Dalam pidatonya, Presiden menyatakan Indonesia patut bersyukur karena di tengah perkembangan ekonomi global yang penuh ketidakpastian, pertumbuhan ekonomi Bangsa Indonesia pada Triwulan I mencapai 6,3 persen, dan pada triwulan II bahkan sedikit meningkat mencapai 6,4 persen tahun ini. Dan perkiraan, pertumbuhan ekonomi tahun 2012 dapat dipertahankan pada kisaran 6,3 persen hingga 6,5 persen. Sebagaimana daya beli masyarakat Indonesia, dengan kelompok kelas menengahnya yang semakin besar, terus meningkat, yang selanjutnya mendorong pertumbuhan konsumsi domestik. Sementara itu, investasi juga terus meningkat sejalan dengan naiknya peringkat utang Indonesia menjadi investment grade.

Dalam Semester I tahun 2012 ini juga, investasi tumbuh dua digit sebesar 11,2 persen. Sementara itu, laju inflasi hingga Juli 2012 (yoy) dapat kita kendalikan pada 4,56 persen, lebih rendah dari tingkat inflasi periode yang sama tahun 2011 (yoy) sebesar 4,61 persen. Dalam upaya menjaga stabilitas ekonomi dan meningkatkan kesejahteraan rakyat, pemerintah akan senantiasa menempatkan pengendalian inflasi tersebut sebagai prioritas dalam pengelolaan kebijakan ekonomi makro. Karena itu, koordinasi dan sinergi yang solid antara Pemerintah dengan Bank Indonesia yang selama ini telah berjalan baik di tingkat pusat dalam mengendalikan inflasi, akan terus dimantapkan dan bahkan sekarang diperluas hingga ke seluruh daerah. Harapannya, inflasi hingga akhir tahun 2012 dapat dijaga  tidak lebih dari 4,8 persen.

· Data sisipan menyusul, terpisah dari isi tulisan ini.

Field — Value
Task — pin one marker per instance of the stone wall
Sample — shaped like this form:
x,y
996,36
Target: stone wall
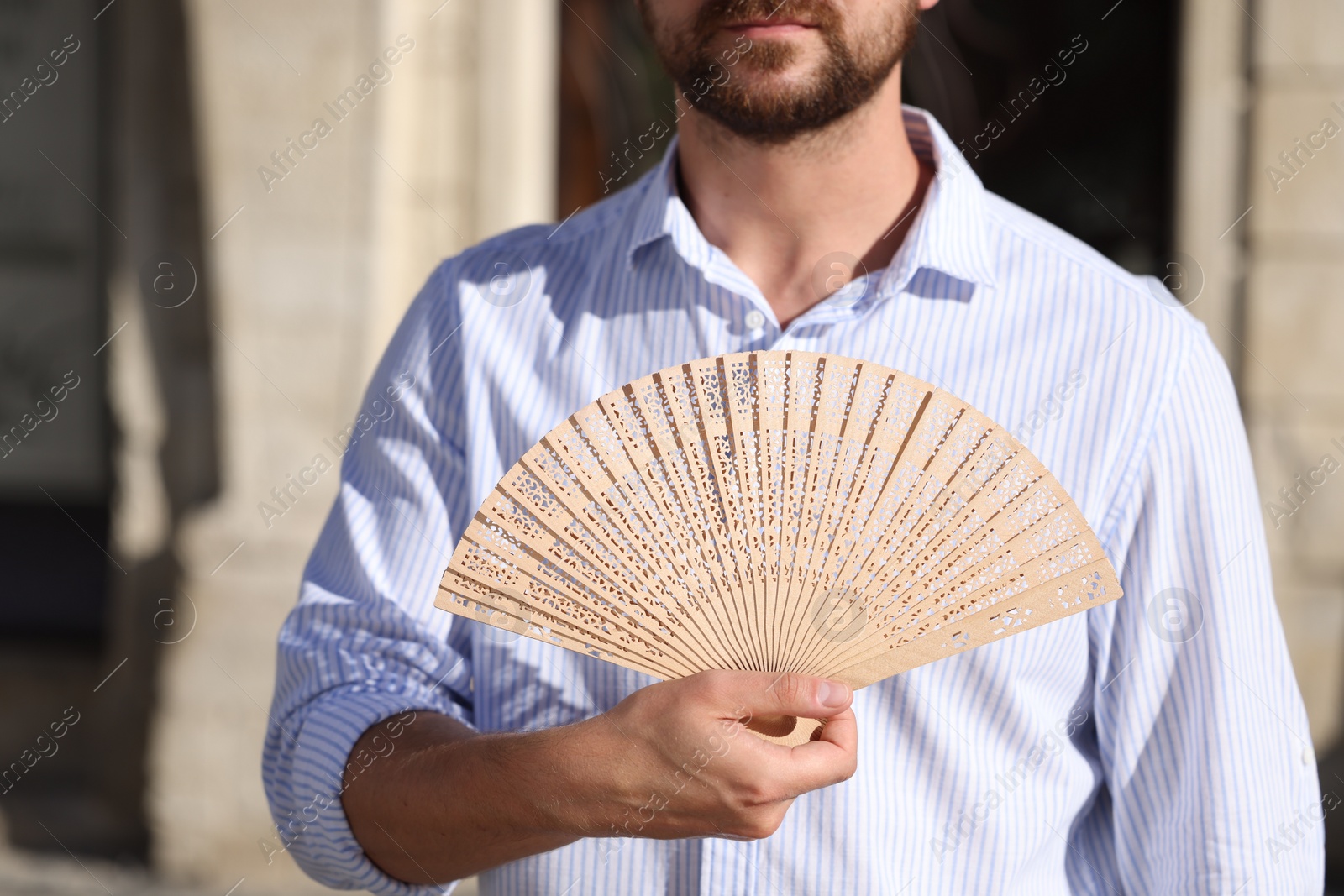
x,y
315,255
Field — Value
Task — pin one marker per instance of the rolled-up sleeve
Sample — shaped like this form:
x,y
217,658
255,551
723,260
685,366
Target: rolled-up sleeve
x,y
366,642
1203,745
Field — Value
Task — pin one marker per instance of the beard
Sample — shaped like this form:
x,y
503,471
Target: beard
x,y
848,74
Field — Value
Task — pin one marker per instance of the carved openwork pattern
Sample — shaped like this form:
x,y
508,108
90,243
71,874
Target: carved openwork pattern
x,y
776,511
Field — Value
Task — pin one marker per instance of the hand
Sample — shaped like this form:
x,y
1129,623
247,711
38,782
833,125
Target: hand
x,y
675,759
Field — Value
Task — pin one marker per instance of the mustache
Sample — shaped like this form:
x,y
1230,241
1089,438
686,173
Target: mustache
x,y
717,15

Berita yang mencengangkan datang dari Badan Kepegawaian Daerah (BKD) di beberapa tempat, dimana tahun 2012 ini terdapat surplus Pegawai Negeri Sipil (PNS) hingga ribuan orang. Sebut saja Pemprov Kaltim yang kelebihan 1.255 orang PNS, kemudian Pemprov Gorontalo kelebihan 562 orang PNS, Pemprov Sulut kelebihan 1.500 orang PNS dan Pemprov Sumsel kelebihan 1.536 orang PNS.

Artinya, pemerintah sukses mengurangi tingginya jumlah penggangguran dengan langkah memperkerjakan rakyat di beberapa instansi pemerintah. Namun pertanyaannya, bukankah ini sama halnya dengan menggaji pengangguran berpangkat? Bahkan isu yang masih hangat terkait rencana pemerintah untuk menaikkan gaji PNS sebagaimana disampaikan Presiden SBY dalam pidatonya soal APBN 2013 dan Nota Keuangannya di gedung DPR RI tentang rencana kenaikan gaji PNS, TNI/Polri, sebesar 7 persen di tahun 2013. Sungguh mengherankan, sudah lunaskah hutang luar negeri bangsa ini?

Inilah yang patut kita khawatirkan bersama, dimana Allah telah memberikan peringatan di dalam Al-Qur’an yang artinya “Ingat Telah dilaknati orang-orang kafir dari Bani Israil dengan lisan Daud dan ‘Isa putera Maryam. Yang demikian itu, disebabkan mereka durhaka dan selalu melampaui batas. Mereka satu sama lain selalu tidak melarang tindakan munkar yang mereka perbuat. Sesungguhnya amat buruklah apa yang selalu mereka perbuat itu.” (QS.Al Maa’idah:78-79).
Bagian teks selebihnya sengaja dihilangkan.